Synopses & Reviews
A spirited and timely exploration of group living that encourages readers to reconsider the meaning of family and home.
Lola Milholland grew up in the nineties, the child of iconoclastic hippies. Her mom — energetic and intense at work and at play, whether at her job marketing for an agricultural co-op or paddling down a river, fat spliff in hand — had spent her life revolting against the strictures of her American and Filipino upbringing. Her dad, a child of the eastern Oregon desert, was a jovial documentary filmmaker and historian who loved to collect ephemera. Both threw open the doors of the Holman House, their rambling home in Portland, Oregon, to long-term visitors and unusual guests in need of a place to stay. Years later, after college and after her parents' separation, Milholland returned home. There, she joined her brother and his housemates — an eccentric group of stop-motion animators and accomplished cooks — in choosing to further the experiment of communal living into a new generation.
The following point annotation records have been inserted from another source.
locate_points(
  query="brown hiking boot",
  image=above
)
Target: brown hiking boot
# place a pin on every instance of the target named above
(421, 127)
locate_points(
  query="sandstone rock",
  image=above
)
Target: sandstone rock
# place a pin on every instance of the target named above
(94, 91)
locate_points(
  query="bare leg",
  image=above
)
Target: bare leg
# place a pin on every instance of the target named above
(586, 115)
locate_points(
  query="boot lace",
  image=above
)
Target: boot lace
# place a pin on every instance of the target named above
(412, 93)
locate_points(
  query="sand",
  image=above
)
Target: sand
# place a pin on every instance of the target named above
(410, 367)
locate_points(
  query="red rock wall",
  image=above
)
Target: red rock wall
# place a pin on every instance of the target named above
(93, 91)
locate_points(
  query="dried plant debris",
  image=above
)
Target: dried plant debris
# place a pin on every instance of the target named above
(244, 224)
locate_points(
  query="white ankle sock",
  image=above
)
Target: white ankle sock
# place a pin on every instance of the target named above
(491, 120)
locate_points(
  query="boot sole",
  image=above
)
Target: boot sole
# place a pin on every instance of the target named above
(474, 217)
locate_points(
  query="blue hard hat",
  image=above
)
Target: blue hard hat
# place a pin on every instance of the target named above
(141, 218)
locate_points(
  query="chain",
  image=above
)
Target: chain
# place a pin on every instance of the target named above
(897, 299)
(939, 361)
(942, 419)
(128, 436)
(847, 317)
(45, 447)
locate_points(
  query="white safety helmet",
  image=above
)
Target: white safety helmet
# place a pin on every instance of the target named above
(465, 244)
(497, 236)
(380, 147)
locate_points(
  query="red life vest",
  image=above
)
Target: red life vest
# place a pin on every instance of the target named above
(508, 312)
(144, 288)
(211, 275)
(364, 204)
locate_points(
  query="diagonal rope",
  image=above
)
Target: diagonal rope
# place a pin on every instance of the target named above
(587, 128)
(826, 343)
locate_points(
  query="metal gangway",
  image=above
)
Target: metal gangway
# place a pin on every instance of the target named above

Group Living and Other Recipes tells the story of the residents of the Holman House — of transcendent meals and ecstatic parties, of colorful characters coming together in moments of deep tenderness and inevitable irritation, of a shared life that is appealing, humorous, confounding, and, just maybe, utopian — with a wider exploration of group living as a way of life. From spending time at her aunt and uncle's intentional community in Washington State to finding her footing as a student in Japan in the kitchen with her host family to mushroom hunting in the forests of the Pacific Northwest, Milholland offers an expansive and vibrant reevaluation of the structures at the very center of our lives.
Thoughtful, quirky, candid, and wise, Group Living and Other Recipes introduces a gifted memoirist and thinker, making a convincing case that "now is always the right time to reimagine home and family."
Review
"Reading this book is like finding a friend. With intelligence and humor, Lola Milholland invites us to join her in a timely (and delicious!) interrogation of the ethics of food, housing, family, land, and self. As an affirmation and celebration of our deep and radical connections with the world and each other, her book gives me hope." Ruth Ozeki, New York Times bestselling author of The Book of Form and Emptiness
Review
"Part memoir, part cookbook, and all heart, Group Living and Other Recipes is a feast for the mind, body, and soul. Readers will love how Lola Milholland deftly explores the intersection of food and life through savory recipes, the compelling stories behind them, and her fascinating path to creating community. It is a book that you will devour whole." Adrienne Brodeur, author of Wild Game<.em>
Review
"This is an intimate and captivating interrogation of home as told from the communal kitchens of Lola Milholland's most uncommon upbringing. Each episode and every recipe is a delicious study in grace with an immense love for the messy everything of life." Aimee Nezhukumatathil, New York Times bestselling author of World of Wonders
About the Author
Lola Milholland is a food-business owner and writer. A former editor for Edible Portland magazine, she currently lives in Portland, Oregon, and runs Umi Organic, a noodle company with a commitment to providing nutritious public school lunch.